Wednesday, February 22, 2012

Romney's failing economic proposal

Eliot Spitzer, former Democratic governor of New York, points out that Romney's campaign is faltering because his only issue, his approach to reviving the economy, is faltering.


The Romney, and the Republican, approach is austerity and tax cuts: cut spending, reduce taxes, reduce regulations.  But, where that approach is being tried, Europe, it is creating further recession, not economic revival.  


The Obama, and the Democrat, approach is stimulus and regulation:  bail out the auto industry, regulate the banking industry, inject stimulus into the economy directly with a stimulus package and payroll tax cuts.  The result seems to be a slowly growing economy and subsequent job growth.  The results are painfully slow, but it's a very big economy, and for it to take time seems understandable to me.

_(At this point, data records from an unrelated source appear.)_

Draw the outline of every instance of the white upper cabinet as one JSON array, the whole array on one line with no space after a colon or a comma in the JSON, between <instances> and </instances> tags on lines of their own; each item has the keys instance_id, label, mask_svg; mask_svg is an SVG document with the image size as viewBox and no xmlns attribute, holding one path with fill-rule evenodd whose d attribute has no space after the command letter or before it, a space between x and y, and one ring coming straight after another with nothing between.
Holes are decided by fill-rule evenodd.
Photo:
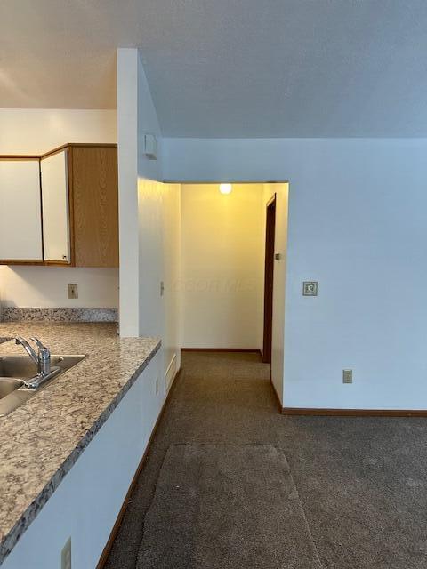
<instances>
[{"instance_id":1,"label":"white upper cabinet","mask_svg":"<svg viewBox=\"0 0 427 569\"><path fill-rule=\"evenodd\" d=\"M0 259L43 260L39 160L0 160Z\"/></svg>"},{"instance_id":2,"label":"white upper cabinet","mask_svg":"<svg viewBox=\"0 0 427 569\"><path fill-rule=\"evenodd\" d=\"M41 160L44 257L70 262L67 150Z\"/></svg>"}]
</instances>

I still wish either party would propose a Simpson-Bowles type plan where there is dramatic cuts in government spending combined with a real tax reform that would raise revenue while simultaneously lowering tax rates and closing loopholes and ending tax earmarks.  I think that approach both cuts spending and stimulates growth, but both parties avoid that as toxic, especially during an election.  Who wants to answer questions about which spending gets cut and which earmarks get eliminated while running for office?  I think it would sell, but it would take an educated electorate to be able to discern how it would work, and the cacophonous blather from the ideologues on both extremes would certainly try to drown out reasoned discussion.


If Romney's campaign collapses because all of his eggs are in the economic turnaround basket and that approach looks flawed, where do the Republicans turn?  Santorum?  A social conservative whose leading trait seems to be scolding America for being sinners?  I don't think that is the honey likely to attract many bees.